Éramos cuatro los que nos juntábamos a la salida de la escuelita
cristiana que se daba todos los sábados a la hora de la siesta en el salón
principal para actos, que a la vez servía como oficina de los delegados administrativos
del municipio en el barrio los lunes, miércoles y viernes, como así también de
espacio funcional para las asambleas que
oficiaban los punteros del barrio y de salón de actos y reuniones de la unidad
básica “Perón o muerte, carajo” todos los sábados por la noche o los 17 de
octubre sin falta, y también como sede barrial
de los Alcohólicos Anónimos los martes y jueves de 7 a 9 de la noche y
de cogedero todas las madrugadas de época estival. Ahí nos conocimos, ahí nos
unió el caprichoso destino desde aquellos tiernos momentos a transitar un largo
camino juntos en adelante. Nos conocimos
en la sociedad de fomento "Unión y Progreso" del barrio Villa
Esperanza, nuestro barrio.
Siempre nos juntábamos al finalizar la escuelita cristiana, a eso de las seis de la tarde; nos juntábamos con nuestros cuadernos anaranjados de tapa blanda debajo de los brazos pasándonos algún cigarrillo de esos infumables que se solían vender por unidad mientras íbamos charlando y caminando a paso firme hasta el quiosco de Calamaro, que estaba a unas tres cuadras de ahí. Muy tirados en el frente del quiosco nos pasábamos el resto de las tardes tomando una Coca-Cola de litro que lográbamos comprar juntando varios vueltos de los mandados que les hacíamos a nuestras madres, y nos rascábamos las bolas hasta caída la noche.

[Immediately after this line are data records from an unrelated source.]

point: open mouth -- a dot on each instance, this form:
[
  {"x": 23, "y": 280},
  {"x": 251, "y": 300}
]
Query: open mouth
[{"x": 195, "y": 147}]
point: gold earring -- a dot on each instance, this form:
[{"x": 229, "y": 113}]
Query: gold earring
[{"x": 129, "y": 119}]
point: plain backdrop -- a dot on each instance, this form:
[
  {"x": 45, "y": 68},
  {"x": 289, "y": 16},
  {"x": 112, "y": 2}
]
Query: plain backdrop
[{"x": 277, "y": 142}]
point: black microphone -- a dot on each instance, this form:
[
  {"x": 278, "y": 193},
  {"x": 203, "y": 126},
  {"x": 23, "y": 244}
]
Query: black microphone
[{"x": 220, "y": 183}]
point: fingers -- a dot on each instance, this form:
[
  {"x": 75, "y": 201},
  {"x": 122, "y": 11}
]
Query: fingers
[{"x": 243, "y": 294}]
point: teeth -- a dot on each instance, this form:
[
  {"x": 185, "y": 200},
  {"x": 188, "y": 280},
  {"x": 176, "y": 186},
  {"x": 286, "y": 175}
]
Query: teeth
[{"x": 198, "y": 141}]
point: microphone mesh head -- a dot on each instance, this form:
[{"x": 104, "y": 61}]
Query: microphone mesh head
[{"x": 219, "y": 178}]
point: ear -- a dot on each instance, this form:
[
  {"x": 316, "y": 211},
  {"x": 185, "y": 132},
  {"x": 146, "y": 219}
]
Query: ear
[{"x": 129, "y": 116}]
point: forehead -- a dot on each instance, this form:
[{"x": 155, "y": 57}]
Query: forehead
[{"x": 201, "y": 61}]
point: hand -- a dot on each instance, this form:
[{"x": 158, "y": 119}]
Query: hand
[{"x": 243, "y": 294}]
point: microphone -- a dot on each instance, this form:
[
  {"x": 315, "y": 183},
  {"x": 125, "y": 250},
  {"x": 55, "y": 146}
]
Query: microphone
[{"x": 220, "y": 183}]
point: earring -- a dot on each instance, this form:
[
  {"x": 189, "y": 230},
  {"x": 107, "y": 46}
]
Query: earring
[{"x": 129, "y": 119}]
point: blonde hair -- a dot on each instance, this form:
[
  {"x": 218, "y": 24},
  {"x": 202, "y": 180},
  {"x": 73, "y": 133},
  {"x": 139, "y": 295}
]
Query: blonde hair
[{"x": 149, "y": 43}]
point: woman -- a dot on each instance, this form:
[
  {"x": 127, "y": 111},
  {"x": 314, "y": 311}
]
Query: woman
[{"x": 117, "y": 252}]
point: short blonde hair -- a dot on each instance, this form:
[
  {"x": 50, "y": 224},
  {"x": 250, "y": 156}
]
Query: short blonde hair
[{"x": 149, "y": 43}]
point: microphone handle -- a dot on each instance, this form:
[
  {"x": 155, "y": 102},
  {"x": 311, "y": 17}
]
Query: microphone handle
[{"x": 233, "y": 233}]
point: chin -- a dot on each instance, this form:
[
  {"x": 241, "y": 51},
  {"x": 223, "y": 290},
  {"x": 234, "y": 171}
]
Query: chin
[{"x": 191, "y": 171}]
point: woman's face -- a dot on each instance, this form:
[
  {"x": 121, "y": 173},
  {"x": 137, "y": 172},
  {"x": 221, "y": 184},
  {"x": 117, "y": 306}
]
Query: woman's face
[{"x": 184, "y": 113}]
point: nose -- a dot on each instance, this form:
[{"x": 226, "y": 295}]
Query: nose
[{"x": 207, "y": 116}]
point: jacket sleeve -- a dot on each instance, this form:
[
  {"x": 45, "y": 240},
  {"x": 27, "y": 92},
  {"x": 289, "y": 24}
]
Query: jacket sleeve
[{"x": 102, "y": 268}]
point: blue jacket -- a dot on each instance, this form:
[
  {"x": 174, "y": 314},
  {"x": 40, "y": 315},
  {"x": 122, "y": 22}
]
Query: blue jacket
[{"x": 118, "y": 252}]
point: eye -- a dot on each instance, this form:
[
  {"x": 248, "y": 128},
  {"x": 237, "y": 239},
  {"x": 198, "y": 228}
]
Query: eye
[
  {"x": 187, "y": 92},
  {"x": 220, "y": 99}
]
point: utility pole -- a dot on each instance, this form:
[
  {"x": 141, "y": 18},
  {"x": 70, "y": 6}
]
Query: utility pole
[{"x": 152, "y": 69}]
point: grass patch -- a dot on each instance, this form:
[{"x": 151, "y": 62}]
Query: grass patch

Éramos cuatro, como te decía: el gordo Marcelo, Saralegui, Patito y yo. Nos unían muchas cosas, pienso, pero lo que nos unía muy principalmente era que nuestros padres fueran cristianos evangelistas practicantes y nuestro total y completo desacuerdo en la putada que nos estaban propinando al obligarnos a asistir a esas penosas escuelas de religión típicas del conurbano bonaerense, por ser nosotros cuatro los más jóvenes de las familias, y por ende los más influenciables. Ese siempre fue nuestro argumento común para unirnos, nuestro común denominador aparte de nuestro fanatismo por Los Tres Chiflados y las Andanzas de Patoruzú; poder hablar de las boludeces que realmente nos interesaban empleando todas las malas palabras sin miramientos y echarle un ojo al culo de la hija de la quiosquera de paso, que estaba rebuena y ni en pinturas nos daba bola. Teníamos doce años cuando nos conocimos, y al culminar nuestro curso de la escuela primaria nos comprometimos en acudir a matricularnos a la misma escuela secundaria juntos: la benemérita escuela industrial E.E.T. nº45 Comisionado Fierro de Merlo.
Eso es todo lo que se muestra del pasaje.